Гибелью путнику встреча с богиней чревата,
Псы уносили его, зажимая в клыках.
Дальше неслась за Трёхтелой свирепая стая
Чёрных, как смоль на поленьях, стигийских собак,
Только на милость богини ночной уповая,
Можно остаться живым – по-другому никак…
34
«Мир под Луной восхищён златовласой Кипридой,
Нет, говорят, на земле равной ей в красоте.
Но полагаю, никто несравним с титанидой,
Что показалась волшебной в густой темноте!
Дивно прекрасны три лика и тела богини,
И не узреть чаровницу никак со спины,
Выглядит дева на зависть самой Мнемосине —
Прелести эти её дочерям не даны…»
35
А во дворце ожидали правителя вести,
Мигом улыбка слетела у бога с лица,
Ждали его три богини проклятья и мести:
«В мир отпусти нас, там девы убили отца!»
Вспыхнули злом Алекто, Тисифона, Мегера,
Гнев – их удел, беспощадны они и страшны,
Двигала девами в правду и мщение вера,
Жаждою кары Эриннии были полны!
36
Тот, кто свершил в нарушенье законов деянье
И обагрил руки кровью друзей и родных,
Тот получает от «Гневных» всегда наказанье —
Кара бывает страшнее мучений иных!
Так привлекал царь на службу оккультные силы,
Чтобы дать катарсис душам до блеска камней:
«Смертных тела принимают огонь и могилы,
Только для «пси́хэ» «лекарства» нужны посильней…»
Данаиды
37
Утро ли было, иль солнце свернуло к закату,
Шёл по широким владеньям своим властелин,
Встретил Эринний, трёхтелую деву Гекату,
Кербер взглянул на царя чернью спелых маслин.
К псу подошёл он, погладил шерстистую спину,
И вопросил, чуть касаясь могучих телес:
«Что ты внимательно зришь на речную стремнину?»

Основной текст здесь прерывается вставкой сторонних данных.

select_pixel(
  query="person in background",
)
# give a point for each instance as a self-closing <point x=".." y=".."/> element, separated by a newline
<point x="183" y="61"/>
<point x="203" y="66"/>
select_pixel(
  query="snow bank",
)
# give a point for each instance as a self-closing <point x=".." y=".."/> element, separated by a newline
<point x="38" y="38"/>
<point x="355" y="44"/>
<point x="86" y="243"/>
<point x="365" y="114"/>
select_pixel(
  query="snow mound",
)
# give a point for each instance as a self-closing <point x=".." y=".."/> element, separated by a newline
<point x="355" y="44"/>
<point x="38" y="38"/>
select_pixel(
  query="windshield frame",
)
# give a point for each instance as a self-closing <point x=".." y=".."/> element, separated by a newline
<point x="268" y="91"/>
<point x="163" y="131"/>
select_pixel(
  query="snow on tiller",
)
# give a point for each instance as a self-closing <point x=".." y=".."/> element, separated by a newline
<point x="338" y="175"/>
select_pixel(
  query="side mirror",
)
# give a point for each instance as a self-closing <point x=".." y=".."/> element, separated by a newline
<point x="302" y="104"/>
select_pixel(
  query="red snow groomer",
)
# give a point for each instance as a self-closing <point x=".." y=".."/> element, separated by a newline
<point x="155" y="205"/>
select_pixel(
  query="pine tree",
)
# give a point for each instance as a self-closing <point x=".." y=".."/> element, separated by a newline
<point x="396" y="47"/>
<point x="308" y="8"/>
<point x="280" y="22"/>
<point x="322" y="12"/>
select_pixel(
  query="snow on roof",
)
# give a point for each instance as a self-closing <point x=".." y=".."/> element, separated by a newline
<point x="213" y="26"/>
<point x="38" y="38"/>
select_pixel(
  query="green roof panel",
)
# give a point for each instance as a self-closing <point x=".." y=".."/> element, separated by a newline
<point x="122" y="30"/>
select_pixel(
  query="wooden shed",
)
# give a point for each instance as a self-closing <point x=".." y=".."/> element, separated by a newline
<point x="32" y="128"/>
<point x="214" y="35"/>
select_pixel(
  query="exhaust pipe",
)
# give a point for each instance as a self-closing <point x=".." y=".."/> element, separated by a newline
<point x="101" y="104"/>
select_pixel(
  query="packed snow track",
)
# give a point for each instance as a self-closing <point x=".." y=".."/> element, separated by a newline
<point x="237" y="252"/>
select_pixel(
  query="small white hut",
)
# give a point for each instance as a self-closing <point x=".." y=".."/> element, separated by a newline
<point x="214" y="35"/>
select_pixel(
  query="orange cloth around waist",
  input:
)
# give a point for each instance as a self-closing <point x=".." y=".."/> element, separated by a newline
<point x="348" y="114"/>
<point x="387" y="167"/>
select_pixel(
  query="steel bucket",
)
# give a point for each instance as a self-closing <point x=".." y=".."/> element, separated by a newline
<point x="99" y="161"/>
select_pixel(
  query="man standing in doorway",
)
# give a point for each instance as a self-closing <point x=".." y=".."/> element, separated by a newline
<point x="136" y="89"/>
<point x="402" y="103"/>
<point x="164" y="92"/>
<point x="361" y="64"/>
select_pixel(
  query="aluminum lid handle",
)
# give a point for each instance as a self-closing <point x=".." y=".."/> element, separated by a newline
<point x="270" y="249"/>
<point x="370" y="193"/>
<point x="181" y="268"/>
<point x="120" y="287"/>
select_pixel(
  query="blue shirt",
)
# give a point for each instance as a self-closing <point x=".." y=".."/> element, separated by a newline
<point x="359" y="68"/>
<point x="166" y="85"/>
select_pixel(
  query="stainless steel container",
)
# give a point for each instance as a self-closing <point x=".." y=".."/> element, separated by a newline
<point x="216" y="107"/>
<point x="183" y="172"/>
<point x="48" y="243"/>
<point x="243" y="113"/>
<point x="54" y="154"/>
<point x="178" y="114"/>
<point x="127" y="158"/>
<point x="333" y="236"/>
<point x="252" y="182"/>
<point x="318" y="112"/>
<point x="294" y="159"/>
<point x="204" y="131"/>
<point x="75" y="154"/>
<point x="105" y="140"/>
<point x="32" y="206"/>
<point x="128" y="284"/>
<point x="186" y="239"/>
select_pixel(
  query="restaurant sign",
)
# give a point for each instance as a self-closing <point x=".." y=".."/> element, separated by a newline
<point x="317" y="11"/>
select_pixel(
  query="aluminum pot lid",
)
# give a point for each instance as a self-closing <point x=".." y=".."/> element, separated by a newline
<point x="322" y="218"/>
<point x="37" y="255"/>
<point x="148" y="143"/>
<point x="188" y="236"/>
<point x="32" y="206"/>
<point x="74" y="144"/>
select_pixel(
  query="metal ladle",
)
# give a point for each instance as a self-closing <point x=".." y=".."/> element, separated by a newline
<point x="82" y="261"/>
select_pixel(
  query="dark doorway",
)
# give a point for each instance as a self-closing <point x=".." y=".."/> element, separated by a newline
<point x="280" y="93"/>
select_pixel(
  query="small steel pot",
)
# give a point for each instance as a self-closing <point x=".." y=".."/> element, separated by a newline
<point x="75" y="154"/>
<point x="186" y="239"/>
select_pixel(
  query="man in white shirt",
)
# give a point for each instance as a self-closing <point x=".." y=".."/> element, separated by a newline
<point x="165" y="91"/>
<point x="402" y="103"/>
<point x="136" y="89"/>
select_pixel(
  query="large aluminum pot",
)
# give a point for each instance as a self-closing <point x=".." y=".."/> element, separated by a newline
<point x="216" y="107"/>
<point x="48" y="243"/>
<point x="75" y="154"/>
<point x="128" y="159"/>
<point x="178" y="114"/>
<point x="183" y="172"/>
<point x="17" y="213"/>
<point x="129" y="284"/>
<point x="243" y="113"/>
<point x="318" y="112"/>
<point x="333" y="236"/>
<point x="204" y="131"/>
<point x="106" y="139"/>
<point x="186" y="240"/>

Кербер ответил: «Душ много ведёт к нам Гермес!»
38
Царь обратился к посланцу Олимпа с вопросом:
«Где, Психопомп быстроногий, собрал столько душ?»
Слышалось в хоре вопящем и многоголосом:
«Был ненавистным для каждой навязанный муж!»
«Сами расскажут, Аид! Там нелёгкое дело!» —
Молвил Гермес, оставляя здесь призрачных дев.
И бестелесные взвыли уже оголтело,
Правила мира теней громким криком презрев:
39
«Смилуйся грозный Аид, нет за нами злодейства,
Мы выполняли суровый отцовский приказ!
Пусть и ответит родитель за все лиходейства,
В коих теперь обвинили неправедно нас!»
«Так расскажите немедля, прекрасные тени,
Что сотворили такого на дивной земле?
Как вы причастны к кончине людей иль измене? —
Кровь проступает у каждой на дивном челе!
40
Алою жидкостью залиты нежные длани,
Зрю я: у каждой был спрятан в одежды кинжал!
Пусть и колеблются ваши виденья в тумане,
Ясно одно: вы в живое вонзали металл!»
Кербер суровый на дев зарычал недовольно,
Чуя неправду сестёр бестелесных нутром:
«Может быть, речь у меня, властелин, и крамольна,
Только отмечены тени преступным тавром…»
41
«Тёмный Властитель, услышь наш рассказ покаянный:
Нас родилось у правителя ровно полста.
Верил родитель, гордыней своей обуянный,
Царство его укрепит дочерей красота…»
«Не говорите, девицы, об этом все сразу!
Пусть мне правдиво поведает кто-то одна!
Буду внимателен я к небольшому рассказу,
Если останется дева предельна честна!»
42
«Всё откровенно поведай царю, Клеодора!» —
Крикнула громко одна из рыдающих из дев.
«Пусть говорит обо всём без девичьего вздора!» —
Вымолвил грозный властитель, на камень присев.